I think I have a case of startitis. I have three baby blankets on the needles that I have started in the last week. They are numbers four, five and six since I only had two for Alyssa to choose from for a baby shower on May 31. Oh well, that gives me a choice of what kind of knitting I want to do, doesn't it?
I've been listening with special interest to the reports on flooding in Iowa. Several days ago the governor mentioned Oskaloosa. My cousin Valera lives there and her brother John lives in University Park right next to it. In an email yesterday John's wife Prudy said the rivers near them have crested, so they should be OK. Thier main concern is their water supply.
Yesterday All Things Considered reported from Oakville, which is where my cousins Gene, Frank and Donna grew up. Aunt Ruth (Mother's sister) and Uncle Bob have both been dead for several years, and none of the family live there now, but Gene and his wife Mary went there on Sunday to fill sandbags. As they were working, someone came in a vehicle and told them to leave because the levee had been breached upstream. Today All Things Considered was reporting from Mediapolis, where Gene and Mary live.
This morning at the cancer center the new flat-screen TV on the wall (that's an 'improvement' I could do without) was on and they were reporting conditions in Burlington, which is where Donna lives. I haven't heard whether she's affected by the flooding or not. (Frank lives in Chicago.)
Of course all of that water dumps into the Mississippi River and that from the floods in Indiana dumps into the Ohio River. The Ohio flows into the Mississippi about twenty miles from me, and the nearest point on the Mississippi is about fifteen miles from me. That's far enough and I'm high enough that I don't have to worry, but I'm sure the western end of Carlisle County will be inundated. I believe very few people live there, but there are fields there that will probably be lost for this year.

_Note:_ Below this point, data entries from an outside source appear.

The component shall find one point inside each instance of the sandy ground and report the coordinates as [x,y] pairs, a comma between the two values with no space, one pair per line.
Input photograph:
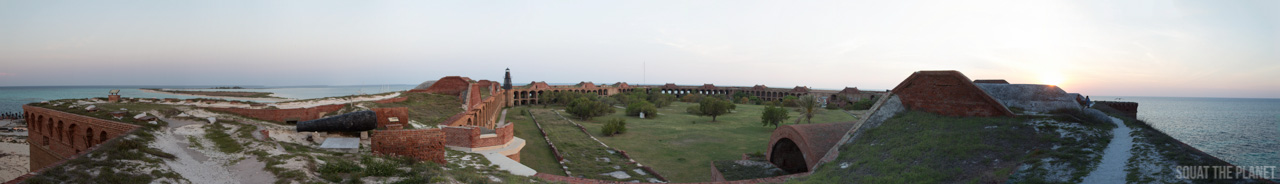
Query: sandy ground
[1111,170]
[289,105]
[206,165]
[14,159]
[240,99]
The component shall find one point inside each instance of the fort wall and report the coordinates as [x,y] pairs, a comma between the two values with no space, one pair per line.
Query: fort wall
[424,145]
[55,136]
[283,114]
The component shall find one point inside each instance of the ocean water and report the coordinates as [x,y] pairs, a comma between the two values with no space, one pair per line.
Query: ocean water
[1244,132]
[13,97]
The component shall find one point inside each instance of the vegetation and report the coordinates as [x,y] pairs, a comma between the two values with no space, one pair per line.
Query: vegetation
[536,153]
[222,141]
[681,151]
[585,157]
[641,106]
[808,105]
[711,106]
[865,104]
[613,127]
[773,115]
[425,107]
[585,109]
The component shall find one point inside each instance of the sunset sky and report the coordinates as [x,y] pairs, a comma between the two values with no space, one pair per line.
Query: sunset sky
[1104,47]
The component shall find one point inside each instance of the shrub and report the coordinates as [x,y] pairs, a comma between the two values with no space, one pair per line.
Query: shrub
[615,127]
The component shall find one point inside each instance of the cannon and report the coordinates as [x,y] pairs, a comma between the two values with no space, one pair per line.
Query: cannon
[351,122]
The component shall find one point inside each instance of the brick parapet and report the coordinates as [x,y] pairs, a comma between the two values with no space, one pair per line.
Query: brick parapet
[56,134]
[581,180]
[423,145]
[283,114]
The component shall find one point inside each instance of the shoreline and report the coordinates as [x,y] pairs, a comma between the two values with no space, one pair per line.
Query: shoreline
[240,99]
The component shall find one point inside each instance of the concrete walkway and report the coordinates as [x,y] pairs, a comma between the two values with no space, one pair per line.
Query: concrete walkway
[1111,170]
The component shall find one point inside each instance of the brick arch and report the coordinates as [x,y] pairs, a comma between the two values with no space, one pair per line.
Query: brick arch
[88,137]
[807,141]
[71,136]
[101,137]
[59,132]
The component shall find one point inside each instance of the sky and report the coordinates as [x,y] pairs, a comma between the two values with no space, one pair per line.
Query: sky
[1100,47]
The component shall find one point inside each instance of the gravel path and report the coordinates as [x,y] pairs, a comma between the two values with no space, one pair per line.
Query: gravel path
[1111,170]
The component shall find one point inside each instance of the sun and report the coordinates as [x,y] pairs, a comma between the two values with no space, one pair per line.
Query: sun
[1052,78]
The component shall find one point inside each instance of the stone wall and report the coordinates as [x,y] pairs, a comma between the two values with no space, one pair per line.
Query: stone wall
[1031,97]
[54,136]
[423,145]
[947,92]
[392,100]
[282,114]
[470,137]
[448,86]
[1128,109]
[581,180]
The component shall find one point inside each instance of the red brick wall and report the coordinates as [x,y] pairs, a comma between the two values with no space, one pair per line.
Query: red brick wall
[470,136]
[449,86]
[460,137]
[423,145]
[282,114]
[581,180]
[402,113]
[392,100]
[64,141]
[947,93]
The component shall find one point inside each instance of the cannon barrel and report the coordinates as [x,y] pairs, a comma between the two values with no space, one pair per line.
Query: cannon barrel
[351,122]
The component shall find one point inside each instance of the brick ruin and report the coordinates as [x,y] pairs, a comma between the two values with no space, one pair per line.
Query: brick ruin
[947,92]
[798,147]
[56,136]
[530,93]
[283,115]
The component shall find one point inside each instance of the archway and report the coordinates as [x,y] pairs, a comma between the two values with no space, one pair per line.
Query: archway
[786,155]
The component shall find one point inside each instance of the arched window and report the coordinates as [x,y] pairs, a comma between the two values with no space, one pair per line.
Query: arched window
[101,137]
[88,137]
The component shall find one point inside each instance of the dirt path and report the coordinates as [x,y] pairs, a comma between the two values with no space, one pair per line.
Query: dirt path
[205,165]
[1111,170]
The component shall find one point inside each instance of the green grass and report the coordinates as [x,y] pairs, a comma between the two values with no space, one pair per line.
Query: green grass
[681,146]
[222,141]
[583,153]
[535,153]
[920,147]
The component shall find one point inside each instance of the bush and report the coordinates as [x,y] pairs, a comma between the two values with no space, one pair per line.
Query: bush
[615,127]
[641,106]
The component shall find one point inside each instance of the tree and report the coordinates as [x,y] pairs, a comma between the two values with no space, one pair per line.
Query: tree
[712,107]
[585,109]
[790,101]
[773,115]
[641,106]
[808,106]
[613,127]
[662,100]
[693,97]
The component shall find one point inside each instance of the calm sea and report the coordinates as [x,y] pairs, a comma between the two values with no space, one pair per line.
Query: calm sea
[13,97]
[1244,132]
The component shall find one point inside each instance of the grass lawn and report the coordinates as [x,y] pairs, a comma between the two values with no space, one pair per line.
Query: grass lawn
[681,146]
[584,156]
[536,153]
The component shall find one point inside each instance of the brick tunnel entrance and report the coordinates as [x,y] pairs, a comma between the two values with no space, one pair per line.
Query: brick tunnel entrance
[787,156]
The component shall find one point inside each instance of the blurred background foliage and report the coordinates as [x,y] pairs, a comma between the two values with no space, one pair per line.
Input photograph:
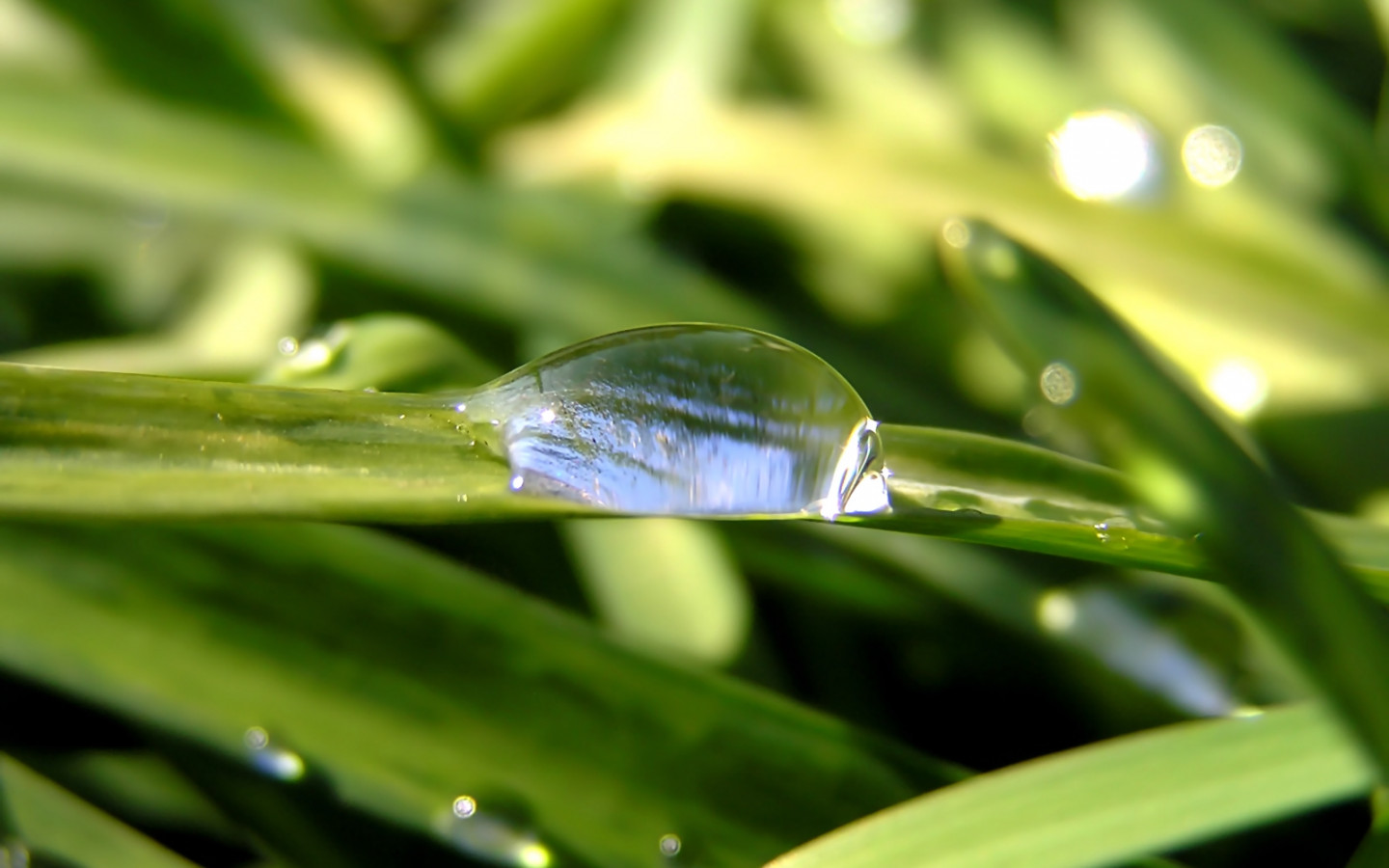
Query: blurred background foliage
[416,195]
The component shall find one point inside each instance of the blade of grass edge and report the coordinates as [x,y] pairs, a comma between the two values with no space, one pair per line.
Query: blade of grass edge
[1104,803]
[1187,466]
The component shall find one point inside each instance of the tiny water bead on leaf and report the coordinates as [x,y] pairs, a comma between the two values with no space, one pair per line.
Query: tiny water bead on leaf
[685,420]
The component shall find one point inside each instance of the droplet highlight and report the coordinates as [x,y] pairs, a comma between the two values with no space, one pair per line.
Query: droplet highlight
[687,420]
[1059,384]
[669,845]
[464,807]
[498,835]
[1116,532]
[1102,156]
[271,760]
[1238,385]
[1212,156]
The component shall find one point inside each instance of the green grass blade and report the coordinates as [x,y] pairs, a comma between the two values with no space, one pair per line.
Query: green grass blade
[139,448]
[982,489]
[84,444]
[404,681]
[1104,803]
[52,823]
[1187,466]
[538,260]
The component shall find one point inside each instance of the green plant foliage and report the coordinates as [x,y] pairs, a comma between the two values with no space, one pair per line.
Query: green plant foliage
[1019,394]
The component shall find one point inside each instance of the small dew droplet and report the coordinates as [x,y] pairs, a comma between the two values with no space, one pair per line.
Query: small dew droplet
[270,760]
[1059,384]
[956,232]
[669,845]
[1212,156]
[1114,532]
[1056,611]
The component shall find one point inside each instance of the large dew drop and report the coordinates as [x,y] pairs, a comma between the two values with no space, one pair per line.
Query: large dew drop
[685,420]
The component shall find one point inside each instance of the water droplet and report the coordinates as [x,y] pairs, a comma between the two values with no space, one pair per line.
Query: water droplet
[492,832]
[1238,385]
[14,854]
[1101,154]
[270,760]
[956,232]
[1056,611]
[1212,156]
[688,420]
[1116,532]
[1059,384]
[464,807]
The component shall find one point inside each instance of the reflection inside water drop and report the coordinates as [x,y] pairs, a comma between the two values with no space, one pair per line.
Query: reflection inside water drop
[1057,384]
[1114,532]
[271,760]
[688,420]
[1212,156]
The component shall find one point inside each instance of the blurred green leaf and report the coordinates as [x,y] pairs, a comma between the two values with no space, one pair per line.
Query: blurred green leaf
[1104,803]
[406,681]
[52,823]
[1186,464]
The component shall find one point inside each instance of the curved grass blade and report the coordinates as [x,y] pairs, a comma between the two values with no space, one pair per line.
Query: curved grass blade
[52,823]
[1187,466]
[1187,782]
[98,445]
[403,681]
[527,258]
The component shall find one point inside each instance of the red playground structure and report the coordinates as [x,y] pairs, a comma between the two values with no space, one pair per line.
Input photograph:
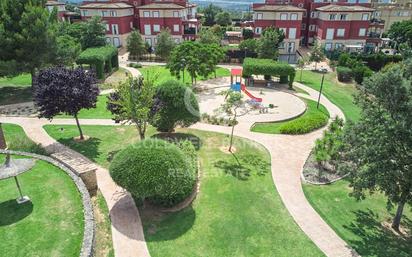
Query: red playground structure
[236,84]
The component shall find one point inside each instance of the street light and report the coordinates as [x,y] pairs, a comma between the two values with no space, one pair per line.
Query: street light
[324,71]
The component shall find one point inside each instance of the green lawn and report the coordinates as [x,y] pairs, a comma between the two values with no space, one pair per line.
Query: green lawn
[338,93]
[16,139]
[305,121]
[100,112]
[51,225]
[360,223]
[163,74]
[237,213]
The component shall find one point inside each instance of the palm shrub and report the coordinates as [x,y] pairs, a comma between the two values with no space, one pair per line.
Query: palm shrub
[155,170]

Speaking of fields, on the way to and from Paducah today, I was looking at the fields. The wheat is mostly harvested, the corn is shoulder high, and the soybeans are up. I also saw one tobacco field that had recently been set. Tobacco is not a big crop here like it used to be. I love seeing the seasonal changes in the farms. When Dominic was here, he was not interested. He likes to eat, and he knows where the food comes from, but he seems to have no respect for farmers and their profession. I know I raised him in the Philadelphia metropolitan area, but I thought that with a bunch of farmers among my aunts, uncles and cousins, he'd think highly of farming. Also he and Carmen spent a couple of summers with my parents in central Kentucky. Mom and Daddy worked with dairy farmers, testing milk for butterfat content and keeping records for them, so they would know which cows were making money for them and which ones they should cull from the herd. The kids went to these farms with their Granny and Grandpa, so it's not like they were complete city kids who had never seen a farm. I just can't understand Dominic's attitude; I don't think Carmen shares it.